Donate to Remove ads

Got a credit card? use our Credit Card & Finance Calculators

Thanks to johnstevens77,Bhoddhisatva,scotia,Anonymous,Cornytiv34, for Donating to support the site

LTBH and soap

Stocks and Shares ISA , Choosing funds for ISA's, risk factors for funds etc
Investment strategy discussions not dealt with elsewhere.
OLTB
Lemon Quarter
Posts: 1343
Joined: November 4th, 2016, 9:55 am
Has thanked: 1339 times
Been thanked: 607 times

LTBH and soap

#17468

Postby OLTB » December 22nd, 2016, 2:22 pm

Afternoon all

I came across the following saying recently - a new one to me, but not to many of you I'm sure:

’Your investment portfolio is like a bar of soap: The more you touch it, the smaller it gets.'

Sounds like sensible advice to me and links quite well with the Doris type of investors within HYP (apart from those tinkerers!) and is something I aim to follow as the Vanguard LifeStrategy 80 fund is a solution I think I've made my mind up on for my non-HYP pot.

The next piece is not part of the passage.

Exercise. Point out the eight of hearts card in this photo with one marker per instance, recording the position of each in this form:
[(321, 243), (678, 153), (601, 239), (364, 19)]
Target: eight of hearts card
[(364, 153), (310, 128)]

Just wondered if anyone had chosen both routes - i.e. one pot they've just left to ride the markets and the other they've 'played' with - and ultimately which one came out on top?

Cheers, OLTB.

idpickering
The full Lemon
Posts: 11276
Joined: November 4th, 2016, 5:04 pm
Has thanked: 2468 times
Been thanked: 5763 times

Re: LTBH and soap

#18207

Postby idpickering » December 27th, 2016, 12:15 pm

OLTB wrote:Afternoon all

I came across the following saying recently - a new one to me, but not to many of you I'm sure:

’Your investment portfolio is like a bar of soap: The more you touch it, the smaller it gets.'

Sounds like sensible advice to me and links quite well with the Doris type of investors within HYP (apart from those tinkerers!) and is something I aim to follow as the Vanguard LifeStrategy 80 fund is a solution I think I've made my mind up on for my non-HYP pot.

Just wondered if anyone had chosen both routes - i.e. one pot they've just left to ride the markets and the other they've 'played' with - and ultimately which one came out on top?

Cheers, OLTB.


A very interesting post, and point OLTB. I'm strictly a HYPer with no other strategy in mind, but have come to the realisation that to tinker is folly. In almost a year now I've left my HYP alone with the monthly top ups being my only 'changes'. I feel better for it, and I'm sure my HYP does too. :D

Lootman
The full Lemon
Posts: 18681
Joined: November 4th, 2016, 3:58 pm
Has thanked: 628 times
Been thanked: 6564 times

Re: LTBH and soap

#18248

Postby Lootman » December 27th, 2016, 4:05 pm

OLTB wrote:
Just wondered if anyone had chosen both routes - i.e. one pot they've just left to ride the markets and the other they've 'played' with - and ultimately which one came out on top?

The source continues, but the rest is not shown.